Bush took the extreme opposite tack after 9/11. He encouraged Americans' fear, his minions enflamed their mutual distrust, and the most he did to inspire national effort was to ask us, a few days after the attacks, to start shopping again. Yes, he took us to war, and sent soldiers to die in Afghanistan and Iraq, but apart from the soldiers and their families he has required no sacrifices, financial or otherwise, from the nation as a whole. Unlike Roosevelt, he never enlisted Americans' courage, tenacity, generosity, or resourcefulness to help us work together to make ourselves safer. (Well, he did ask us to maintain a wary eye and report anything suspicious to the authorities. But that's not exactly the kind of activity that makes people feel stronger and more unified.) Instead, he encouraged the nation to depend passively on him and his administration for protection.

Passivity breeds fear. People who feel they can contribute something, anything, to combating a danger feel less anxious than those who believe they can do nothing but wait for whatever will happen next. Bush's post-9/11 strategy thus cultivated America's sense of alarm not just directly, by repeatedly reminding us of real and imagined lurking dangers, but indirectly, by failing to call upon our strengths for our mutual protection.

A few weeks ago, I ran across a description by the academic Janet Sayers of an early discovery by Wilfred Bion, a pioneer in examining group dynamics.
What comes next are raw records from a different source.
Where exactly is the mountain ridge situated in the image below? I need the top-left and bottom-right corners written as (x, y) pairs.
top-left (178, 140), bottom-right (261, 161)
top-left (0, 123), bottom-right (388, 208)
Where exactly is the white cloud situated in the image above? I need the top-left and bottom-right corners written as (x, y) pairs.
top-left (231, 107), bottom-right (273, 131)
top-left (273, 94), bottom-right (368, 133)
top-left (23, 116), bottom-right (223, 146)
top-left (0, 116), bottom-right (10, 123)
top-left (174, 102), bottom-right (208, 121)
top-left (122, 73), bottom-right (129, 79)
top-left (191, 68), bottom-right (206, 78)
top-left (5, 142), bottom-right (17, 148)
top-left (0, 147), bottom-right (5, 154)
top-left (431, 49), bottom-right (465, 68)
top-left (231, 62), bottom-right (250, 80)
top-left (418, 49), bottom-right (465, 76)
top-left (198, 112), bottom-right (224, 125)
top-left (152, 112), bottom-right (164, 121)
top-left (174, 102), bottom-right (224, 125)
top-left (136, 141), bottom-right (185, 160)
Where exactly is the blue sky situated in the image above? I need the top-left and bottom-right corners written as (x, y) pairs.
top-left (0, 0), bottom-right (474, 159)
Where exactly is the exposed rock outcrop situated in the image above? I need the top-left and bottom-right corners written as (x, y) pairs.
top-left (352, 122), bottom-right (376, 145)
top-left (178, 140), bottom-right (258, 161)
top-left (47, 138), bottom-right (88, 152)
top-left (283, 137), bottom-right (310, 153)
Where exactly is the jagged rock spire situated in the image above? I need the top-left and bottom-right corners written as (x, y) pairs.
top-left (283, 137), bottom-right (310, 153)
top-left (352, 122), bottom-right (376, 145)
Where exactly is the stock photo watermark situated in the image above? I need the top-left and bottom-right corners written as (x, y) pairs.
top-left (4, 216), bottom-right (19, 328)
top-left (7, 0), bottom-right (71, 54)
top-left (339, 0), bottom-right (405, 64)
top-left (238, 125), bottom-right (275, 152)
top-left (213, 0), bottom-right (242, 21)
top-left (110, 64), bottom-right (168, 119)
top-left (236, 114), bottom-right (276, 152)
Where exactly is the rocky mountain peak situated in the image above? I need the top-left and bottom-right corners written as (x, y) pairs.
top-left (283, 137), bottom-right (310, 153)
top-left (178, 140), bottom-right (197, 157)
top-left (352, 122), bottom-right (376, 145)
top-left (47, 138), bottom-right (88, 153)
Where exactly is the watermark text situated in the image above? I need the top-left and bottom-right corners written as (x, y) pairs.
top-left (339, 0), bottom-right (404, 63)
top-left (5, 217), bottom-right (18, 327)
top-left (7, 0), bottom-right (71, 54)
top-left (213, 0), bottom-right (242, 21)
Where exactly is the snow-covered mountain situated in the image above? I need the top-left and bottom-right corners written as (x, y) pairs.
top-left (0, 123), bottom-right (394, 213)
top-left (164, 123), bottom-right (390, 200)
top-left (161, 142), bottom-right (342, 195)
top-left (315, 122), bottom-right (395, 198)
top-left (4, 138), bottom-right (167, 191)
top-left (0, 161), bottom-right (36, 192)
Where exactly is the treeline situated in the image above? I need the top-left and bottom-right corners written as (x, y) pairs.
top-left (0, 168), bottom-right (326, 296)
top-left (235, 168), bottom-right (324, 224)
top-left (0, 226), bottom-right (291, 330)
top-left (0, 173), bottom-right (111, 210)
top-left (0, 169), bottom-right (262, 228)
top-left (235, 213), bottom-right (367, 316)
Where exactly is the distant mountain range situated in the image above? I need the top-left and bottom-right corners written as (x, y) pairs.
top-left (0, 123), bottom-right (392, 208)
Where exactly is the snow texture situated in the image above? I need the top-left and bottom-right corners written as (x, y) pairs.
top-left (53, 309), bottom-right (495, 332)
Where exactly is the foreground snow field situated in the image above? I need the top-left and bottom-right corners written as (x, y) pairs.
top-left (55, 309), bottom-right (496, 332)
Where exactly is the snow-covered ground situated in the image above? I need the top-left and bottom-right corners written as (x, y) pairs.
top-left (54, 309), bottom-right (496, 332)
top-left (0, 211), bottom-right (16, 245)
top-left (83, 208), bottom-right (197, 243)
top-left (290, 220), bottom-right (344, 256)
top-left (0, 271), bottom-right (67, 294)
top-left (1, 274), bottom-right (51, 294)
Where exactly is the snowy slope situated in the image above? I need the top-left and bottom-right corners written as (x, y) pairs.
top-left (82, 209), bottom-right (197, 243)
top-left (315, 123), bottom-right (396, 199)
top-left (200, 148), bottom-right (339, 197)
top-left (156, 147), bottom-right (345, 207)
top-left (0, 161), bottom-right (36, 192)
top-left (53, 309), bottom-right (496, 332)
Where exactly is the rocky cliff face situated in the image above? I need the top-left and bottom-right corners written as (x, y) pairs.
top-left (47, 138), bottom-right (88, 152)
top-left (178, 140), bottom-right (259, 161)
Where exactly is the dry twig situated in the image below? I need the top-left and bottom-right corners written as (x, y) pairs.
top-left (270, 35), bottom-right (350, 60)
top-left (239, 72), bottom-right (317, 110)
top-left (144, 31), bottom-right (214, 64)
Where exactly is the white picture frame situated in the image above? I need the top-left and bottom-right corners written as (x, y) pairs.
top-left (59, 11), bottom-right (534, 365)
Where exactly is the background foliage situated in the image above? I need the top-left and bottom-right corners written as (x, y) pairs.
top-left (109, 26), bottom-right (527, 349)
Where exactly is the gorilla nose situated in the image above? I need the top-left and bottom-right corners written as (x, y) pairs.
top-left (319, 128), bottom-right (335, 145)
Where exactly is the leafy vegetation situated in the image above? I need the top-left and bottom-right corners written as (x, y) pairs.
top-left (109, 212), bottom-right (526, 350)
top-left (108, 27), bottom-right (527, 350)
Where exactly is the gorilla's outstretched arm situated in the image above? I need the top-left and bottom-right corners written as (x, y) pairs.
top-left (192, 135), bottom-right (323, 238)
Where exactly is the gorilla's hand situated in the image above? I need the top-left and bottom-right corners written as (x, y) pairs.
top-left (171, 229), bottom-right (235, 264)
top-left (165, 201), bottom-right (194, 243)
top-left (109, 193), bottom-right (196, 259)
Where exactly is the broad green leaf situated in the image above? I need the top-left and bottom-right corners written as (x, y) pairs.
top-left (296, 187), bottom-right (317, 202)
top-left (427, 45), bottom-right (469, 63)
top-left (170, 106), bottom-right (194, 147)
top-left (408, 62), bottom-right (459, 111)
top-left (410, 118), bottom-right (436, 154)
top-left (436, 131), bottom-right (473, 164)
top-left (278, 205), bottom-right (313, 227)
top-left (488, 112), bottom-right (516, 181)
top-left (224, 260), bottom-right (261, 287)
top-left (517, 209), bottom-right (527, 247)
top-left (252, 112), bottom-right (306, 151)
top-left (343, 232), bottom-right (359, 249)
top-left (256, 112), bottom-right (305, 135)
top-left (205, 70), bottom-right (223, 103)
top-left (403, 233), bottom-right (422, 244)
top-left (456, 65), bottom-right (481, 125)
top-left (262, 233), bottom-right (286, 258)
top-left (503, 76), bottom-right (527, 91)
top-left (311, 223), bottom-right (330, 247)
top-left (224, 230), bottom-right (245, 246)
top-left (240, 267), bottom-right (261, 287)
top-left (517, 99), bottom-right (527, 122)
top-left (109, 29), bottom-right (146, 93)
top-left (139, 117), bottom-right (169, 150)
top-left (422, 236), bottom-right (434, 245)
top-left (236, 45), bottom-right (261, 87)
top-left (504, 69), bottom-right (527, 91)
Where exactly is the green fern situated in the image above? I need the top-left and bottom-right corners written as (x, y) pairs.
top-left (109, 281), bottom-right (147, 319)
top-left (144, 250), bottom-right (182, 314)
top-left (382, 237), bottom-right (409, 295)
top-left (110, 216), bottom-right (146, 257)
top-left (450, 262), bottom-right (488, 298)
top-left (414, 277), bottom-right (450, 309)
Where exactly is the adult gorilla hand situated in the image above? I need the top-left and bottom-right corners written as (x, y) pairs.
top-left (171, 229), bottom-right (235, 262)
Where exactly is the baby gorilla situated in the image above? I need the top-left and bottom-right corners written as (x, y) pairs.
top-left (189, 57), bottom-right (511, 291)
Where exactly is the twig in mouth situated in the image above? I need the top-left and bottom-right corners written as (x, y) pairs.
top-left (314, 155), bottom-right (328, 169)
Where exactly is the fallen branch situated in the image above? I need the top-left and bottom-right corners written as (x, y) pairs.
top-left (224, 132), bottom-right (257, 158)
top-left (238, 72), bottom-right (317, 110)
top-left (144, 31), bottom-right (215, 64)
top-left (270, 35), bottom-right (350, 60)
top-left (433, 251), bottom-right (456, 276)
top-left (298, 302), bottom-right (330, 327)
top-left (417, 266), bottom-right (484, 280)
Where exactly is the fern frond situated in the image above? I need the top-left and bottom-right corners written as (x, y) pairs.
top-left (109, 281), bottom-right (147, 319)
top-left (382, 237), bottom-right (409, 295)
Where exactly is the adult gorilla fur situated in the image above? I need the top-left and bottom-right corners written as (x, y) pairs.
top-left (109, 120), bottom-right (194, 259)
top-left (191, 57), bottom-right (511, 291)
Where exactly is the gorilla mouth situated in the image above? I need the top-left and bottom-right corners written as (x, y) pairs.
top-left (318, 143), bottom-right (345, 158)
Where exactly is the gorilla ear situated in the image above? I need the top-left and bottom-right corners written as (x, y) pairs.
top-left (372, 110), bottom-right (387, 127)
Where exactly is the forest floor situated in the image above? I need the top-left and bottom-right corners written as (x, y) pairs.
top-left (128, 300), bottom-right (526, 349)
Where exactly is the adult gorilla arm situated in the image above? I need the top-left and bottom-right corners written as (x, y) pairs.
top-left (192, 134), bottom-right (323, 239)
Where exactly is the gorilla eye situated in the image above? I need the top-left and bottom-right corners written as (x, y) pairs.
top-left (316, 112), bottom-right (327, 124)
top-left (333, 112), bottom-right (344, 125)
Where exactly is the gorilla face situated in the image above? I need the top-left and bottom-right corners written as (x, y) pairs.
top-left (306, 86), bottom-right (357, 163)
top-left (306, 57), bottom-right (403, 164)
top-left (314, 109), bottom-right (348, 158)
Bion noted that when fearful, a group's wish for a powerful protector can work directly against its ability to work together to solve its problems. Such a group feels both disappointed in and absolutely faithful to its leader, simultaneously and paradoxically. As Sayers explains, the group "is hostile to learning from experience. It does not want science or knowledge. It dismisses the leader's attempts at understanding as cold or heartless abstraction."

Sometimes a group like this splits into two factions. One side "agrees on depending on the leader, and the other is so exacting in its pursuit of knowledge that it fails to recruit others to its cause." For obvious reasons, I thought of the then-upcoming election as I read. In its aftermath, I believe that Bion's description offers a partial explanation for what went wrong – too many facts, too much policy, not enough empathy and compassion.

On Nov. 2, Bush won the white vote as a whole by a margin of 15 points, according to AP exit polls. In less populated areas, he beat Kerry by 13 points, while in cities of more than 50,000, Kerry dominated by an identical margin – 56-43 percent. Bush won the Protestant vote by 17 points, the Catholic vote by 3 points, and he took the vote of those who attend religious services weekly by 21 points, 60-39 percent. Even worse, he won over people who said they voted according to moral values by 61 staggering points: 79-18 percent.